For Marx, Bakunin and others this was the essential value of historical materialism, a method of study that cut through these false representations and highlighted the social forces that determined the organisation of societies. It challenged the supposedly natural qualities of the existing order by establishing both the class interests behind them and their changing, historical character. It is also possible to see from the same line of reasoning how a critical appropriation of the research methods of social science, putting them at the service of workers needs over capital, later appeared as such a natural tool of intervention for radical academics. If the basis of social conformity was in an acceptance of the appearance of capitalist relations, outlining the essential relationships that existed underneath would seem to provide the first step towards acting against them.
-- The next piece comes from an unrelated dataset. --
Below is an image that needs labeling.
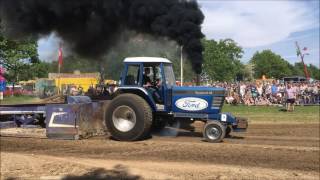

In many ways perhaps even a prerequisite of the development of any socialist consciousness. As Mattick, Jr. (1986: 115-6) succinctly puts it:
Those who wish to control their social (or their natural) conditions of life need to understand the situations in which they find themselves and the possible choices of action within these situations.
Yet while the representation of ‘society’ can act as a constraint that denies certain forms of action it is equally important to note that such a representation is simultaneously a reflection of real mechanisms of discipline and control within class society. Before the rise of the bourgeois class in Europe is a particularly bloody history of primitive accumulation that violently removed the peasantry from access to common land and property and forcefully integrated them into the capitalist market. The manipulation of wage rates, the industrial reserve army, technological advancement, the movement of industry and the repressive forces of the state likewise form an arsenal at the disposal of the capitalist class to ensure the discipline of the workforce and the maintenance of the class system. The relationship at the heart of capitalist system is defined at root not by adherence to specific ideas but of particular relations of ownership. The means of production are at the disposal of social and political elites giving them control of the reproduction of economic life and compelling the rest of society to enter into wage relationships to ensure their survival.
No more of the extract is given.